Innovative drone research opens opportunities

By Everett Dorma Posted: October 28, 2015 10:00 a.m.

(L-R) Seang Cau, Shehryar Khurshid, Muhammad Faheem and Dr. Raman Paranjape
(L-R) Seang Cau, Shehryar Khurshid, Muhammad Faheem and Dr. Raman Paranjape Photo: U of R Photography

Drones are getting smarter.

Dr. Raman Paranjape, Professor, Electronic Systems Engineering and graduate students Muhammad Faheem, Seang Cau, and Shehryar Khurshid are enabling drones or unmanned aerial vehicles (UAVs) to move autonomously and recognize and track specific objects independently by using various algorithms including Simultaneous Location and Mapping (SLAM) and extended Kalman Filters.
     
Depth perception is the visual ability to perceive the world in three dimensions and determine the distance of an object. People are able to perceive depth because we have two eyes, each receiving slightly different visual information, which is combined in the brain giving us a three dimensional picture of the world. A UAV, which typically has only one camera as its eye, cannot perceive depth and without an operator guiding its movements it would soon crash.

Drone tracking Shehryar (click on image to watch video).
UAV following Shehryar (click on image to watch video). Photo: External Relations.

“Simultaneous Location and Mapping allows us to approximate depth perception,” says Dr. Paranjape. “As the drone moves, the onboard camera records the location of an object and measures how it appears to move in relation to the drone’s movements. By calculating the distance to various objects as it moves the drone is able to build a three dimensional map of the world around it and to recognize where it is located within that map.”

In order to avoid crashing the UAV, a human operator must be able to see it in a three dimensional space.  By providing the drone with a map of the space and its initial location within that map, the drone can recognize its position as it moves through the space and avoid objects without a human controlling it.

Enabling UAVs to move independently in areas where it may be too dangerous or impossible for a human operator to go opens up new opportunities for the military, first responders, such as police and search and rescue, as well as a variety of industrial applications.

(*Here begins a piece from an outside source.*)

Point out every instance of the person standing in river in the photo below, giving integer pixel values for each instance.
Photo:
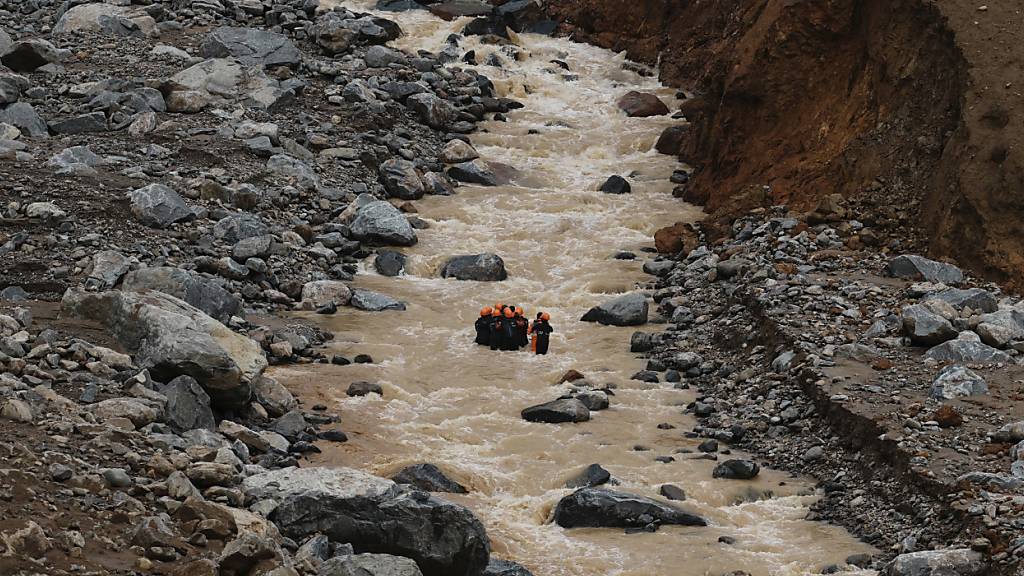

In a bomb threat for example, a UAV could be sent into a building to locate the bomb without the police having to send personnel into a potentially dangerous situation.

Similarly an engineering firm could use drones to fly around a bridge or other installation, to determine its structural integrity. Farmers could use a drone to fly over fields and determine how wet the soil is and if it is safe to operate machinery for seeding, spraying or harvesting.

As demonstrated in this video Dr. Paranjape’s team has also been using visual mapping to recognize and track objects, including human faces.

Drone's map of Shehryar's face. Photo: External Relations.
Map of Shehryar's face. Photo: External Relations.

“By mapping specific features of a face for instance, the drone can search for, recognize and even follow an individual,” says Shehryar Khurshid.  “This feature may be particularly useful in locating lost individuals or finding someone in a crowd.”

The researchers have even been able to use pictures of an individual to train the drone to recognize and track the person.

“When we first started working with UAVs a couple years ago we were working with the RCMP and focused on accident reconstruction,” says Paranjape.  “Although that project has ended and our focus is now on the automation of these machines we are optimistic that we will be able to continue our relationship with the RCMP as well as with other public safety organizations and industrial players as there are so many potential applications for this technology.”